Question: I am a Canadian citizen. Can I go to the US as a visitor, obtain a job, and then while remaining in the US apply for a TN visa without coming to Canada and applying at the Canada/USA border?

Reply: It is permissible to enter the U.S. as a visitor for purposes of seeking out potential employment opportunities. AILA/DOS Liaison (Oct. 30, 2000), AILA InfoNet Doc. No. 00112201 (posted Nov. 22, 2000).

However, an individual cannot begin working in the U.S. as a visitor. He/she must first obtain proper work authorization. If a Canadian citizen lawfully enters the U.S. as a visitor, and is subsequently offered employment, he/she may be able to apply for TN visa status, if eligible, by filing an I-129 petition by mail for a change of status. The individual, also, cannot begin working until the I-129 petition is approved. As such, the I-129 petition may need to be filed via premium processing.

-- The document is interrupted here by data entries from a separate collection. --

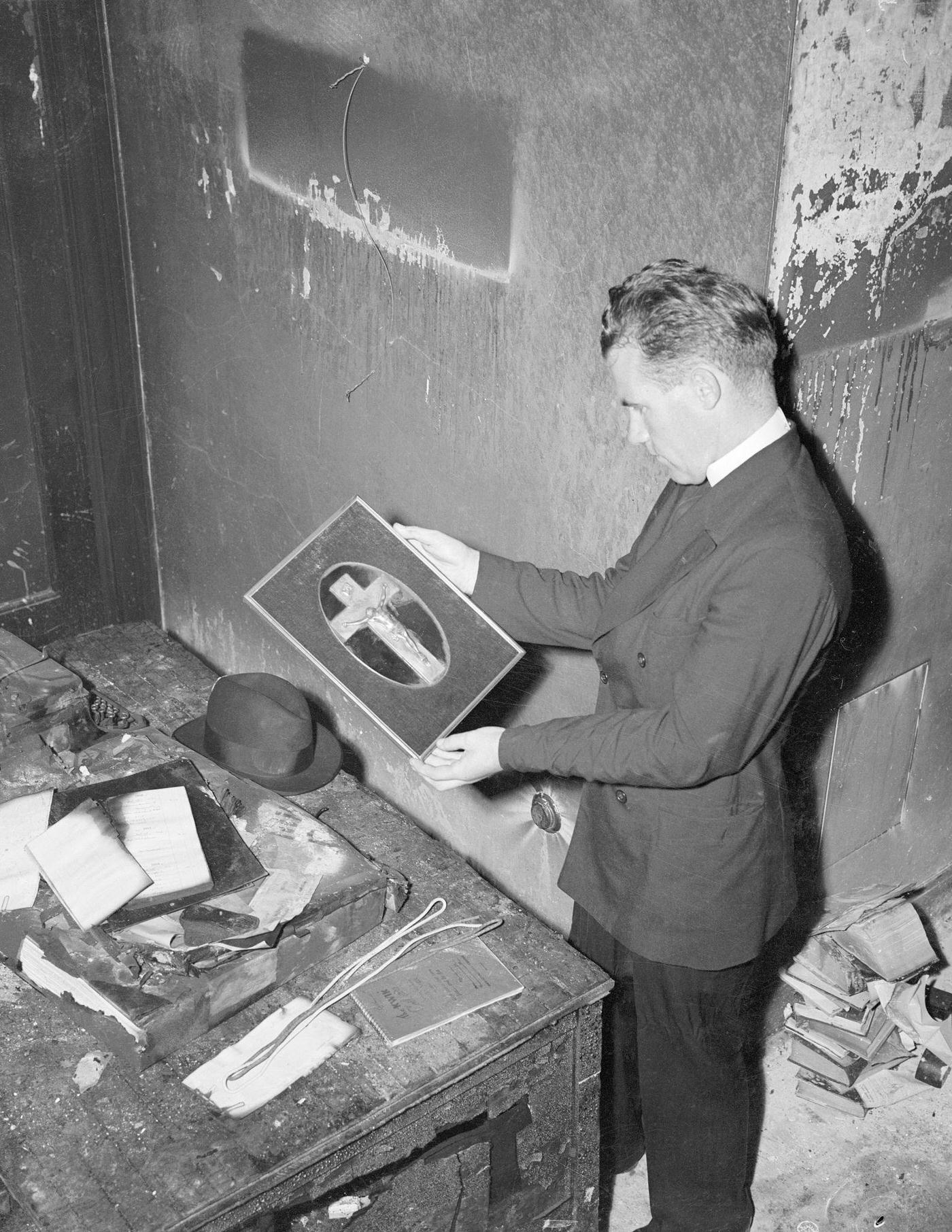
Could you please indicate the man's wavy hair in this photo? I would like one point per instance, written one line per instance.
(678, 313)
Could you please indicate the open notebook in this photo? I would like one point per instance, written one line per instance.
(137, 848)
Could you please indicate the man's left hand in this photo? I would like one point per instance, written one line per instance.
(466, 757)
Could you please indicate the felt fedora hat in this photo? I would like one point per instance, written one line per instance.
(260, 727)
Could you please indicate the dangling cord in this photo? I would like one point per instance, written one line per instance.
(356, 73)
(435, 908)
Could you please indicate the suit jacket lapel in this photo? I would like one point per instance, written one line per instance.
(663, 564)
(674, 543)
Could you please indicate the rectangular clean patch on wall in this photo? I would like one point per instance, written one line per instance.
(431, 173)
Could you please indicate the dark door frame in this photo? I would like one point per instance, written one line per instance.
(65, 207)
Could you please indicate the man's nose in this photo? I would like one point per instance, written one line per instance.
(637, 432)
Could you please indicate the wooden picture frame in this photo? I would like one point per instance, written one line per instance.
(388, 629)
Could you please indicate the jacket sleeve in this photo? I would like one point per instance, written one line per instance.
(736, 673)
(545, 606)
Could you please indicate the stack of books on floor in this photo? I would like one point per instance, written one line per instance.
(860, 998)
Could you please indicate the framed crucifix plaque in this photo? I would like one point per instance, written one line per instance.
(367, 609)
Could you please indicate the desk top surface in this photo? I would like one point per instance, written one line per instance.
(146, 1152)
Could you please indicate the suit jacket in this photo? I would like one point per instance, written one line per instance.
(704, 634)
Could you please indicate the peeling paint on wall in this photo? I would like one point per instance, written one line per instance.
(864, 227)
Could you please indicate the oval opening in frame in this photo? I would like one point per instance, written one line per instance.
(384, 625)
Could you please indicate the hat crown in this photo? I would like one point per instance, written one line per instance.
(260, 710)
(260, 726)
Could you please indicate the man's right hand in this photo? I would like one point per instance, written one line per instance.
(455, 560)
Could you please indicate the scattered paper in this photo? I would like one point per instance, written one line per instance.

It is, also, important to not misrepresent to U.S. immigration officers the nature of any visit to the U.S. (An individual who makes a misrepresentation at the border can be expedited removed [a 5-year bar to the U.S.] or charged with fraud [a lifetime bar]). It is also important that any subsequent activities undertaken while in the U.S. as a visitor are not inconsistent with the visitor visa classification, or with any statements previously made to U.S. immigration officers. USCIS, in its adjudication of an I-129 mail-in petition - may assess whether the applicant concealed his/her true purpose for initially entering the U.S. While this may not always lead to a charge of misrepresentation, it can lead to a denial of the petition as a matter of discretion. See USCIS, Adjudicator’s Field Manual 30.3.

A more conservative approach would be to depart the U.S. and apply from outside of the U.S. - either by applying for the TN at the border, or by filing an I-129 petition by mail with USCIS for advanced adjudication of the TN petition. (This latter process is only available to Canadian citizens.)